I think that even the Vatican itself is having a hard time figuring out how to address the religious conundrum posed by Latin America. A way to measure the problems that the Vatican is having trying to develop pastoral policies for the region is to observe the silence of the newly elected Pope Benedict XVI. So far, there has been no specific statement on Latin America as a region. The pope expressed his concern with the evolution of the conflict in Bolivia, but that has been it, with the dubius addition of a brief prayer in Spanish before an image of the Virgion of Guadalupe a few days after his election.

However, the clock is ticking and some definitions will come in the coming days. Such possibility is stressed by the fact that it is expected that the pope will attend, as his predecessors did, the General Conference of the Latin American Episcopal Council (CELAM, for its initials in Spanish). It is not clear yet if what will be the Fifth of such conferences will happen either in Argentina or in Chile.

What is clear is that, after a statement of Msgr. Carlos Aguiar Retes, first vice-president of the CELAM, on the possibility of such trip a wave of expectation swept both Argentina and Chile.

Benedict XVI’s silence about Latin America is more compelling when one considers that the region is the global stronghold of Roman Catholicism, and that Brazil, Mexico, and the United States (with a large Hispanic population) are the three countries with the largest Catholic populations worldwide.

The pope, so far, has been trying to smooth the relations with the Greek and Russian Orthodox churches.
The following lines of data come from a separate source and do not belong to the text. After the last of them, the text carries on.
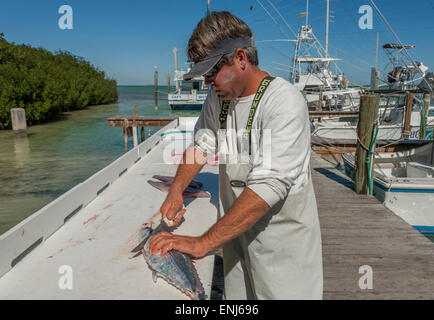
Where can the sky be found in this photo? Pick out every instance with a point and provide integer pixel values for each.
(127, 39)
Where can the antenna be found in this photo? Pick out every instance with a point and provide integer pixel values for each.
(327, 29)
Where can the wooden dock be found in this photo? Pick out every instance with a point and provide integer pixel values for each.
(357, 230)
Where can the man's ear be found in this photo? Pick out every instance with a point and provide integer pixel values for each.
(241, 58)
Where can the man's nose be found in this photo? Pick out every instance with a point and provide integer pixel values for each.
(209, 80)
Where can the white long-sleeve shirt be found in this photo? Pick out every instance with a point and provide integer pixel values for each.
(280, 138)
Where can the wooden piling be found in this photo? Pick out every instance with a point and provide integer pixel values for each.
(407, 119)
(126, 134)
(156, 88)
(320, 101)
(368, 116)
(19, 123)
(424, 114)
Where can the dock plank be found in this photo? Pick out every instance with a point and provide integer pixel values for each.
(358, 230)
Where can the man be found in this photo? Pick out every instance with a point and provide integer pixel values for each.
(269, 226)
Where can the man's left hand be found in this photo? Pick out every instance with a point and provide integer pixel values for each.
(166, 241)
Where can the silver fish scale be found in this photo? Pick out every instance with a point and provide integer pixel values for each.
(177, 269)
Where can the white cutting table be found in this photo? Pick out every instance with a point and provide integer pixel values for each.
(95, 243)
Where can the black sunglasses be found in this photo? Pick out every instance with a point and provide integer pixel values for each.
(216, 68)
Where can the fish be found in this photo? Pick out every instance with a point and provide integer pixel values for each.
(193, 184)
(175, 267)
(188, 192)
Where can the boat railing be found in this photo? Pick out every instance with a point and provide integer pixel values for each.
(20, 240)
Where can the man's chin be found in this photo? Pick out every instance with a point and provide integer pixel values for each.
(224, 96)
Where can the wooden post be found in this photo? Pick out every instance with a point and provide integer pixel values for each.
(407, 118)
(126, 134)
(320, 101)
(135, 135)
(134, 128)
(368, 115)
(19, 123)
(424, 114)
(156, 88)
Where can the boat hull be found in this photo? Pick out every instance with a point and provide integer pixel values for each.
(414, 203)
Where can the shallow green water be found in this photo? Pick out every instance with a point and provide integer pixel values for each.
(58, 155)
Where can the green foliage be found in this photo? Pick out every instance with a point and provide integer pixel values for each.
(45, 84)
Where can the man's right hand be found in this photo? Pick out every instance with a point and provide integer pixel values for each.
(172, 208)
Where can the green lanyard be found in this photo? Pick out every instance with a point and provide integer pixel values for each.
(259, 93)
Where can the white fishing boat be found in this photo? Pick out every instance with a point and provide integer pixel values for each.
(391, 127)
(189, 94)
(312, 74)
(404, 182)
(79, 245)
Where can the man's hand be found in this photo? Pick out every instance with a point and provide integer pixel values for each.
(165, 242)
(171, 206)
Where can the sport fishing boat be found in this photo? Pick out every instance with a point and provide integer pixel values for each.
(189, 94)
(404, 182)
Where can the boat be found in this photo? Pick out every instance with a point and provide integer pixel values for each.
(391, 127)
(189, 94)
(404, 182)
(79, 245)
(311, 72)
(404, 75)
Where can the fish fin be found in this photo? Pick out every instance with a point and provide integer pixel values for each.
(136, 255)
(154, 276)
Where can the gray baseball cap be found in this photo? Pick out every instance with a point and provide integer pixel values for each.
(225, 46)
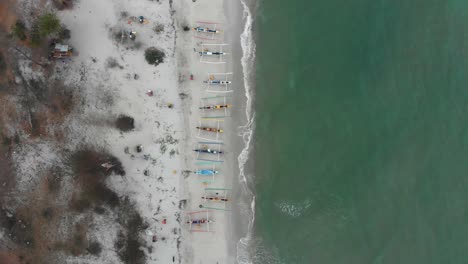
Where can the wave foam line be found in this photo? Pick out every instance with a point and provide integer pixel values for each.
(247, 61)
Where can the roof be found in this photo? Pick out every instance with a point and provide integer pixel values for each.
(62, 48)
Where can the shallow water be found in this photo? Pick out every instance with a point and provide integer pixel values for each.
(361, 131)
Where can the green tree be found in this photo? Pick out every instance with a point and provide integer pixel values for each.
(36, 38)
(48, 24)
(19, 30)
(154, 56)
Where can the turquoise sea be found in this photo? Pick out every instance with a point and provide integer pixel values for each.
(361, 138)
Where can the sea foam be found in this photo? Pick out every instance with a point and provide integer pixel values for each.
(247, 131)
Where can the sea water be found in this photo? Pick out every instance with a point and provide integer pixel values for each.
(361, 132)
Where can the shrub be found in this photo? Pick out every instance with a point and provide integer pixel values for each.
(19, 30)
(36, 38)
(125, 123)
(154, 56)
(158, 28)
(63, 4)
(64, 33)
(48, 24)
(95, 248)
(2, 63)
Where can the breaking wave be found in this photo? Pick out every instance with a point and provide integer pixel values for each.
(247, 131)
(293, 209)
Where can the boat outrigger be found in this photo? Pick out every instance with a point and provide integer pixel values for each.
(215, 107)
(206, 172)
(210, 129)
(206, 30)
(200, 223)
(216, 199)
(209, 151)
(217, 82)
(210, 53)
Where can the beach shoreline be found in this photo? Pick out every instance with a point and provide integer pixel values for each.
(110, 77)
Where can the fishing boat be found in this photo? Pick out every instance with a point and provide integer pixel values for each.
(215, 107)
(210, 129)
(207, 150)
(206, 172)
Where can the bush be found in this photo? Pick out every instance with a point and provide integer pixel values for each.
(36, 38)
(48, 24)
(19, 30)
(154, 56)
(63, 4)
(64, 33)
(158, 28)
(2, 63)
(125, 123)
(95, 248)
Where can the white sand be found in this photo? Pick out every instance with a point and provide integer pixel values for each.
(159, 129)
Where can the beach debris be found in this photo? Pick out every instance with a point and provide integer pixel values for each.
(154, 56)
(139, 148)
(183, 96)
(125, 123)
(186, 173)
(132, 35)
(61, 51)
(182, 204)
(158, 28)
(107, 165)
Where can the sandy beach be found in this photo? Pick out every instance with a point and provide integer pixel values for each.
(150, 187)
(99, 147)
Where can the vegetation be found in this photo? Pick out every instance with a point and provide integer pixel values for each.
(2, 63)
(64, 33)
(18, 30)
(125, 123)
(48, 24)
(154, 56)
(158, 28)
(63, 4)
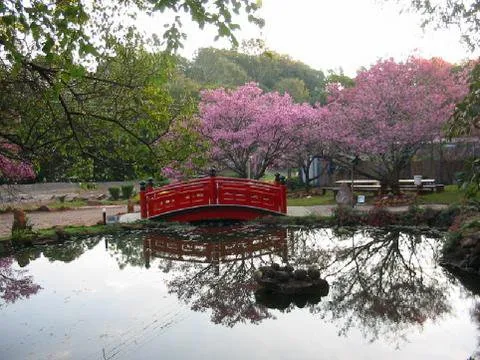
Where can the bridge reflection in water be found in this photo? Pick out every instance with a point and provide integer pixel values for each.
(217, 251)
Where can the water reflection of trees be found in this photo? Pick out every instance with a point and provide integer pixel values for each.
(382, 281)
(471, 283)
(15, 284)
(385, 282)
(216, 275)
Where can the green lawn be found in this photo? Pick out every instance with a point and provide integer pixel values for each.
(451, 195)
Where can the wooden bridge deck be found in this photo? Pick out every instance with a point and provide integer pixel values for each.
(213, 198)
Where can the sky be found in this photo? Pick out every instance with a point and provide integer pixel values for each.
(335, 34)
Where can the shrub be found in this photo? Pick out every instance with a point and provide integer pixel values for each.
(127, 191)
(380, 217)
(88, 186)
(114, 193)
(451, 242)
(446, 217)
(346, 216)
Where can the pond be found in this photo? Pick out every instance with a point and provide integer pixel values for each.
(187, 293)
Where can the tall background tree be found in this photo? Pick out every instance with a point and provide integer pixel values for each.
(68, 93)
(464, 15)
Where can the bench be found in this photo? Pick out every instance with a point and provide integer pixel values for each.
(374, 186)
(427, 185)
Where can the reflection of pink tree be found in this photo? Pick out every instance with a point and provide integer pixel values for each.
(15, 284)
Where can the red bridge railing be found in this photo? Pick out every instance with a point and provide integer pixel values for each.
(250, 198)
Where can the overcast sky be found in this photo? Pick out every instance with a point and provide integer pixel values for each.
(333, 34)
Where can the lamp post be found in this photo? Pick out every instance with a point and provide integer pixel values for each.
(354, 163)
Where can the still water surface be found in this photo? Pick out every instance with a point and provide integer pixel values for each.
(187, 293)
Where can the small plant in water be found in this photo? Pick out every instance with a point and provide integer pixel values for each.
(114, 193)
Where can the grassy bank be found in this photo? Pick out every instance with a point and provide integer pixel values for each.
(451, 195)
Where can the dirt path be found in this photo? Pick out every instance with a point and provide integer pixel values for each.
(81, 216)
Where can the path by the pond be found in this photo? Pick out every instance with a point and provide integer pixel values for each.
(91, 215)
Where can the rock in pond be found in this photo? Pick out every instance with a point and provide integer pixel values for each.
(282, 282)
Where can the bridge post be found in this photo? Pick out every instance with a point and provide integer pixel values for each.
(143, 201)
(213, 186)
(283, 186)
(149, 185)
(280, 182)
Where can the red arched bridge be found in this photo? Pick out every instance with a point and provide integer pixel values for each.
(213, 198)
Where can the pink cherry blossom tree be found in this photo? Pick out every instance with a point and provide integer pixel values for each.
(249, 128)
(310, 141)
(393, 109)
(12, 167)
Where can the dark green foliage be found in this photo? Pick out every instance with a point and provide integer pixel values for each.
(127, 191)
(273, 72)
(469, 178)
(380, 217)
(346, 216)
(445, 218)
(451, 243)
(114, 193)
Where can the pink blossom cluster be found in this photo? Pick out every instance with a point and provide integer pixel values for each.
(394, 106)
(391, 110)
(12, 169)
(250, 128)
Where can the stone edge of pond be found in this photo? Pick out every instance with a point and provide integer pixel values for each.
(461, 251)
(343, 217)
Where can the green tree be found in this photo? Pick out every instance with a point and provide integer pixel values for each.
(213, 69)
(72, 90)
(294, 87)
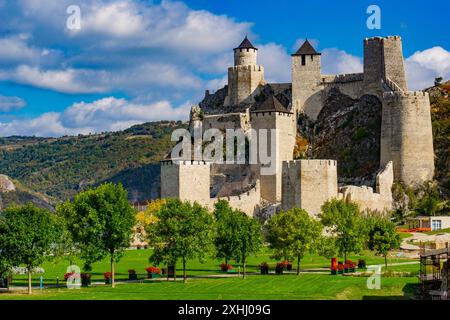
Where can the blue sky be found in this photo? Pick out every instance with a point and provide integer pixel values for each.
(134, 61)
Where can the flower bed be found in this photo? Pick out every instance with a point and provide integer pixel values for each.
(132, 275)
(264, 267)
(226, 267)
(152, 272)
(85, 279)
(107, 276)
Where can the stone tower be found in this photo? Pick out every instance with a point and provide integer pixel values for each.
(383, 65)
(245, 77)
(306, 79)
(307, 184)
(186, 180)
(406, 133)
(273, 115)
(407, 137)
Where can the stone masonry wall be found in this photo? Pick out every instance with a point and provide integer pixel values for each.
(407, 137)
(307, 184)
(366, 198)
(285, 123)
(243, 82)
(306, 88)
(187, 180)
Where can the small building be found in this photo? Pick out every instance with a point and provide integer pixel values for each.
(431, 222)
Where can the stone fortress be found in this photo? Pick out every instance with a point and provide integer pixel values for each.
(406, 152)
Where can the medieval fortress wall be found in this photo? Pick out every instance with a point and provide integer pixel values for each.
(406, 136)
(307, 184)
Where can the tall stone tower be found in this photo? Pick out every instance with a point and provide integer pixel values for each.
(383, 65)
(245, 77)
(407, 137)
(306, 78)
(186, 180)
(406, 133)
(273, 115)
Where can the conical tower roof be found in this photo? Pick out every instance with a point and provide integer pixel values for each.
(306, 48)
(246, 44)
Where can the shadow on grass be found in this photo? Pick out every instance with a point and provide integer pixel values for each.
(410, 292)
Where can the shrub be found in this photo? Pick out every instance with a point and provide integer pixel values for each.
(225, 267)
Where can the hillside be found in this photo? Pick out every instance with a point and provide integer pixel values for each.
(57, 168)
(440, 117)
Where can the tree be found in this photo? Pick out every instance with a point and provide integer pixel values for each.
(226, 238)
(248, 231)
(28, 236)
(382, 236)
(293, 234)
(182, 231)
(343, 220)
(101, 223)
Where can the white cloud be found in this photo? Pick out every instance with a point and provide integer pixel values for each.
(107, 114)
(11, 103)
(424, 66)
(276, 62)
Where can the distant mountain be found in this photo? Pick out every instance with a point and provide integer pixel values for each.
(58, 168)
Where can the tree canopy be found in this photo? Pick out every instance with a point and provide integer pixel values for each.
(101, 223)
(28, 235)
(182, 231)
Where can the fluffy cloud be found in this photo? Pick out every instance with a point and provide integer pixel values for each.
(123, 45)
(276, 62)
(107, 114)
(11, 103)
(424, 66)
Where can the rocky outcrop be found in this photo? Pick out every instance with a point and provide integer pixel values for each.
(347, 130)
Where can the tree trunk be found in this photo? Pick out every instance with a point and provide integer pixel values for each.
(184, 270)
(29, 280)
(112, 273)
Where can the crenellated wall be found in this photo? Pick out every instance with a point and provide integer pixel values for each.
(248, 202)
(186, 180)
(307, 184)
(366, 198)
(243, 84)
(285, 124)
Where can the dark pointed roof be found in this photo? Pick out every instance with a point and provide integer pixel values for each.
(246, 44)
(306, 48)
(271, 104)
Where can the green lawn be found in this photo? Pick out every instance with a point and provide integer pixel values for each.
(306, 286)
(269, 287)
(438, 231)
(138, 260)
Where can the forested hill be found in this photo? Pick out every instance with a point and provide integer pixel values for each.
(57, 168)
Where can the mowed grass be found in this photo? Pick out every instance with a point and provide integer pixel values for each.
(254, 287)
(138, 260)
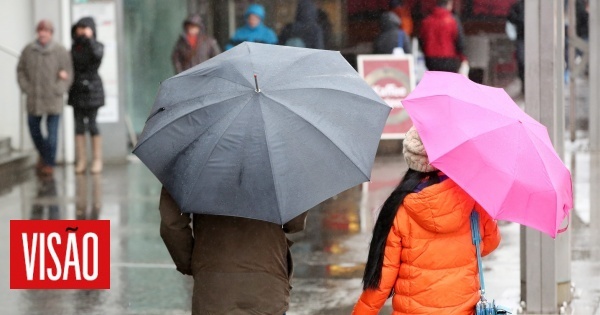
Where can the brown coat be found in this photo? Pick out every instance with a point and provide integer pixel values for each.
(240, 266)
(37, 73)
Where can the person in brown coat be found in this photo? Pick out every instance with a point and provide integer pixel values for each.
(240, 266)
(193, 46)
(44, 74)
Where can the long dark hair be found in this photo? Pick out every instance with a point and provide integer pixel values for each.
(385, 220)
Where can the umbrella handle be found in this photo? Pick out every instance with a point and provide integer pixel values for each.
(256, 83)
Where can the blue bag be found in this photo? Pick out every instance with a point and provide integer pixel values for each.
(483, 307)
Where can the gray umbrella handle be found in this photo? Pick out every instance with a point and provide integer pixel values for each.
(256, 82)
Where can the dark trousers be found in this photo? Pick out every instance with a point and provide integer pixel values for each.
(85, 120)
(45, 146)
(442, 64)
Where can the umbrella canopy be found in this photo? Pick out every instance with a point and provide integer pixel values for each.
(263, 132)
(498, 154)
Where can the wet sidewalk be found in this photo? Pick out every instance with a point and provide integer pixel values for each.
(329, 255)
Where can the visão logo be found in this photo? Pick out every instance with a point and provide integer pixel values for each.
(60, 254)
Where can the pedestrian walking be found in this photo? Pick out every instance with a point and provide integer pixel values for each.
(516, 16)
(325, 24)
(305, 31)
(194, 46)
(255, 30)
(239, 265)
(442, 40)
(87, 92)
(404, 12)
(44, 73)
(391, 36)
(421, 252)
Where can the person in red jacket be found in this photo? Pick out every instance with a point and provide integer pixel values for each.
(421, 252)
(441, 39)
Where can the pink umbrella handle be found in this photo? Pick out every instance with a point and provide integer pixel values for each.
(566, 227)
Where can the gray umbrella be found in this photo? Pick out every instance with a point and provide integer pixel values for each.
(263, 132)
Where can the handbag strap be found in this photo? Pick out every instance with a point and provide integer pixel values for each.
(476, 236)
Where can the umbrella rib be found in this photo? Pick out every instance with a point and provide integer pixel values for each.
(286, 68)
(271, 164)
(214, 76)
(197, 109)
(501, 208)
(213, 149)
(320, 131)
(329, 89)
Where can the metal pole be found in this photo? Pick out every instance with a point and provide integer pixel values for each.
(572, 71)
(543, 273)
(594, 115)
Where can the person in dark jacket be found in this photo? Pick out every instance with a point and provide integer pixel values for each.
(193, 46)
(239, 265)
(441, 39)
(325, 24)
(516, 16)
(255, 30)
(391, 36)
(87, 92)
(305, 31)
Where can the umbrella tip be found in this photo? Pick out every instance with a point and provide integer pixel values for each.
(256, 83)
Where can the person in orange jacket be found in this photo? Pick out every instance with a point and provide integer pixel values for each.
(421, 252)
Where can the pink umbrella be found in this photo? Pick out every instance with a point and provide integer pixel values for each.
(498, 154)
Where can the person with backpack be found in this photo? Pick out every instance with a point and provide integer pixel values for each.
(391, 36)
(255, 30)
(305, 31)
(421, 253)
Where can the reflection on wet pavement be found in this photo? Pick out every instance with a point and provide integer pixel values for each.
(329, 256)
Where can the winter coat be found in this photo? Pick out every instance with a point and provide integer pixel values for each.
(390, 35)
(259, 34)
(37, 74)
(430, 260)
(87, 90)
(184, 57)
(441, 35)
(405, 15)
(305, 27)
(240, 266)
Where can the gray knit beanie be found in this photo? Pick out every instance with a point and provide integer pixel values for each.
(414, 152)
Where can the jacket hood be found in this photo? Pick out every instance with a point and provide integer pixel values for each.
(306, 12)
(257, 10)
(194, 19)
(440, 208)
(389, 21)
(85, 22)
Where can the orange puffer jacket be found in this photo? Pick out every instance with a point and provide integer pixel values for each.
(430, 260)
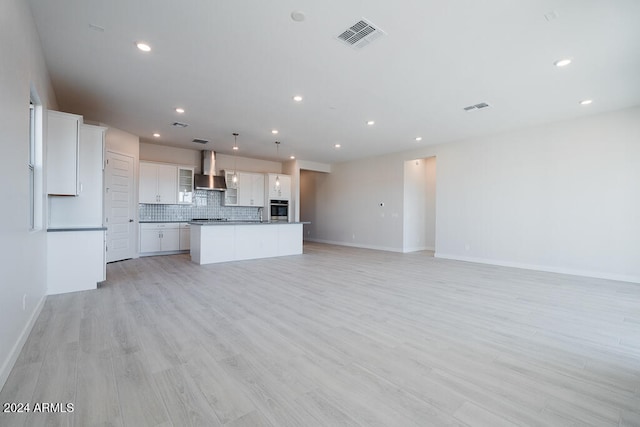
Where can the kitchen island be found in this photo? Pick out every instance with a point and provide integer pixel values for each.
(222, 241)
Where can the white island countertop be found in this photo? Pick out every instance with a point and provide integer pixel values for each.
(241, 222)
(223, 241)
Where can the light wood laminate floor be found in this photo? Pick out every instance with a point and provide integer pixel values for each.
(335, 337)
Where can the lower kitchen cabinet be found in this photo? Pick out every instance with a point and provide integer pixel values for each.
(185, 237)
(159, 237)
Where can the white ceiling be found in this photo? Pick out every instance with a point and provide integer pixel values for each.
(234, 66)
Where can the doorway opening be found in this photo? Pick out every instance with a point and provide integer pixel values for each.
(419, 222)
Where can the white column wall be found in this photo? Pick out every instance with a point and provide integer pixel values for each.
(22, 252)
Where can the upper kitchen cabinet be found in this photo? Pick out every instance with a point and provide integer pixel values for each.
(158, 183)
(250, 189)
(185, 185)
(231, 193)
(63, 138)
(278, 186)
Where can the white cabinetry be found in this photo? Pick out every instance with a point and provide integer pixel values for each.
(158, 183)
(281, 191)
(228, 242)
(231, 193)
(63, 136)
(250, 189)
(185, 236)
(185, 185)
(75, 261)
(159, 237)
(85, 210)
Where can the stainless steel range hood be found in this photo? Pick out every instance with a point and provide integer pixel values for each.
(208, 180)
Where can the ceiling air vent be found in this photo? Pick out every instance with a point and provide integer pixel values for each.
(360, 34)
(476, 106)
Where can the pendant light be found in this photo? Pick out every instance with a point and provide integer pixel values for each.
(235, 149)
(278, 156)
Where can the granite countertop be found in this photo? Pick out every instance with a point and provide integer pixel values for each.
(96, 228)
(154, 221)
(232, 222)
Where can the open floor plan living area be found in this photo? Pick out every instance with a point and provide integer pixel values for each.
(301, 213)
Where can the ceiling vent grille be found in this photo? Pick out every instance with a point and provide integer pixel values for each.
(476, 106)
(360, 34)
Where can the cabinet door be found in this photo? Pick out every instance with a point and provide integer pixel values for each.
(185, 237)
(62, 153)
(244, 186)
(257, 190)
(285, 187)
(231, 193)
(148, 183)
(150, 240)
(167, 184)
(185, 185)
(170, 239)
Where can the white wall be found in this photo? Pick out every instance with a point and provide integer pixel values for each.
(419, 204)
(22, 252)
(562, 197)
(348, 210)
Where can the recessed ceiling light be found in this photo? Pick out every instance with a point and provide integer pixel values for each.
(297, 15)
(143, 46)
(562, 62)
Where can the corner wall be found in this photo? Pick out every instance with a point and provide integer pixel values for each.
(562, 197)
(23, 252)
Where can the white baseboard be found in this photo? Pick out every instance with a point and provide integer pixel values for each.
(549, 269)
(7, 366)
(419, 248)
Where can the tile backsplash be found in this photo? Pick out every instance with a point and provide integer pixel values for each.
(207, 204)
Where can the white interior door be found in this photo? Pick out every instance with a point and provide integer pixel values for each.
(119, 207)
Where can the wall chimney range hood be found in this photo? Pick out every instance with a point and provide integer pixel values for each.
(208, 180)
The move makes sense from an European perspective when one considers the challenges that Catholics, Orthodox, and Lutheran churches face there, and the fact that it is far easier to find a solution to the dispute with the Orthodox churches than to find it with the Lutheran or Anglican churches, mostly because of the issue of the female priesthood.

It is clear that if the Catholic and Orthodox churches expect to have a future in Europe they need to learn to coexist. Moreover, they need to learn to share resources and to face together the challenges of the double process of de-Christianization of Europe: on the one hand, the pressure created by the Islam, and on the other hand, the changes brought by the secularization process in Europe (although such process is far from being universal).

However, it would be a huge mistake if the Vatican forgets Latin America. In Latin America, the Church faces equally important challenges that require not only resources, but above all the imagination and compromise of the church’s grassroots organizations, hierarchies, and the laypersons. Moreover, unlike Europe, where it is forced to seek collaboration and support from the Orthodox churches, in Latin America the Church goes by itself.